Angel With Drumsticks tells the absorbing story of a group of talented young musicians in the1960s who were squashed by the Vatican.



I admit that, before reading Angel With Drumsticks I had never heard of the ‘Rock Mass’, ‘Beat Mass’, or ‘Mass for the Young’ as it was variously called. I had never thought of Italian bands experimenting and working hard to develop an ‘Italian beat’, influenced by the Beatles, but certainly no carbon copy of them.



This was the dream of Angelo Ferrari and the teenage boys who joined him to write and practice songs and hope for performing breaks. They called themselves ‘Angel and the Brains’. As Pamela King says in her preface, they were ‘good Catholic boys who responded to an invitation from a church representative to fulfil the new desires of Vatican 11 to be more appealing to young people.’



The Mass, performed in a church, and including two groups besides Angelo’s – the Bumpers and the Barrittas - was phenomenally successful in attracting a young audience; but the response of the Vatican hierarchy was as swift as it was unexpected. The band members were excommunicated (though the order was later rescinded). A proposed tour, including playing at the Albert Hall, was cancelled, all sponsors and venues pulling out simultaneously; the small company, Ariel, which had recorded the Mass went broke, and the three bands suddenly discovered that they could not even get gigs in small Italian towns. Those priests who had supported the Mass were moved to remote postings.



‘Angel and the Brains’ played in Tunisia for a while before breaking up, and Angelo’s promising musical career was finished.



King has interviewed Angelo, who emigrated to Australia, and quotes his own thoughts and feelings, still vivid after nearly fifty years.
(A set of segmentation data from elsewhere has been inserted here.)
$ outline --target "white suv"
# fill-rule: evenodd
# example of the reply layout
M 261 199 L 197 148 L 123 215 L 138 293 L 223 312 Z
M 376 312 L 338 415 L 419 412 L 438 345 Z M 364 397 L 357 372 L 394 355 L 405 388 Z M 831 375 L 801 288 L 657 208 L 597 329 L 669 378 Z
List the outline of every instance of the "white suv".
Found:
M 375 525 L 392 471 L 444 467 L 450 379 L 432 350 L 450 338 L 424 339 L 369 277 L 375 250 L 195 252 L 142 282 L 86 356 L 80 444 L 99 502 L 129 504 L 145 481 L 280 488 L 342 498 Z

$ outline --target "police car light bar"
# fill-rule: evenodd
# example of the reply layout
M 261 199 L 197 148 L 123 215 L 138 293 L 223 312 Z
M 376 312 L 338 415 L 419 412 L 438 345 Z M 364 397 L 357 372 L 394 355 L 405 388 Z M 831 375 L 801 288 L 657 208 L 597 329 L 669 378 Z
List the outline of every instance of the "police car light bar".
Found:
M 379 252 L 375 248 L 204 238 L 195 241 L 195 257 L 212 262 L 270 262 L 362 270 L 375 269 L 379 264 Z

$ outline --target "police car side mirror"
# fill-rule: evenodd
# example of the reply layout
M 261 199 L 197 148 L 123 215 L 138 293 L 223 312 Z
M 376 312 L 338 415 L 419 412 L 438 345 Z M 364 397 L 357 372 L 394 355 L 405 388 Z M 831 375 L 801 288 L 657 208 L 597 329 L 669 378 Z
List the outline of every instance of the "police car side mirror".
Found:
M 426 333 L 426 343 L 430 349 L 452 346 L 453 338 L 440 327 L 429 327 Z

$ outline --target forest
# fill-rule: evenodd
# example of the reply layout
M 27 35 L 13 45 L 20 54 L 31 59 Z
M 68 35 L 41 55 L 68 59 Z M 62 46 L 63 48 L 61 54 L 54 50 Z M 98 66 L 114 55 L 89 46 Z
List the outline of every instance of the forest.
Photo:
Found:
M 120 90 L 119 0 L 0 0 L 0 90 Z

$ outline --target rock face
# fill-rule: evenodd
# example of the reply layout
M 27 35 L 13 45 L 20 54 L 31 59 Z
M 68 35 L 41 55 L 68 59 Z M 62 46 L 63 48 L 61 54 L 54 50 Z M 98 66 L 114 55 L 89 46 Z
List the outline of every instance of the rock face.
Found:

King has interviewed Angelo, who emigrated to Australia, and quotes his own thoughts and feelings, still vivid after nearly fifty years. Angel With Drumsticks contains some fascinating photographs and newspaper articles, providing insights into the furore over the rock mass and the way the controversy has continued to re-surface over the years. It is a balanced account and at the same time a very personal one. The force and speed of the Vatican crackdown, when the bands believed the church had initiated the experiment in an endeavour to attract young people, remains a mystery. I highly recommend this book.



Fascinating By Jenny Hayworth

Fascinating account of a band that became a phenomenon in Italy and were poised for worldwide tour and promotion when it appears the Vatican (who had asked the young men to perform music for a mass in the first instance ) suddenly caused every country to pull out of the tour due to internal debate and pressure around the use of "beat" music. In the meantime careers and young lives were destroyed with repercussions echoing 50 years later. Although the book is not written "against" the church the reader can clearly see the great injustice done to all these young men who had only ever followed what they had been asked to do. This book should be heavily promoted in Italy and for anyone who is interested in a memoir outlining a fascinating event and the devastating impact a church can have on individuals that the church has never apologised for or at the very least acknowledge the wrongfulness of their actions. An engaging read for music lovers also.



Vatican vs 60s band By Book Lover24

A short interesting read that typifies the struggle of the 60s between youthful freedom and the establishment. In this case the mere mention of the parties involved, a pop (later rock) band and the Vatican, will arouse the reader’s curiosity.



The many photographs interspersed within the text nicely depict the ambience of the ‘beat’ movement in Rome at that time and the main protagonist, the band Angel and the Brains. Those who remember this group should definitely read this chronicle of the injustices inflicted upon them by the Catholic Church.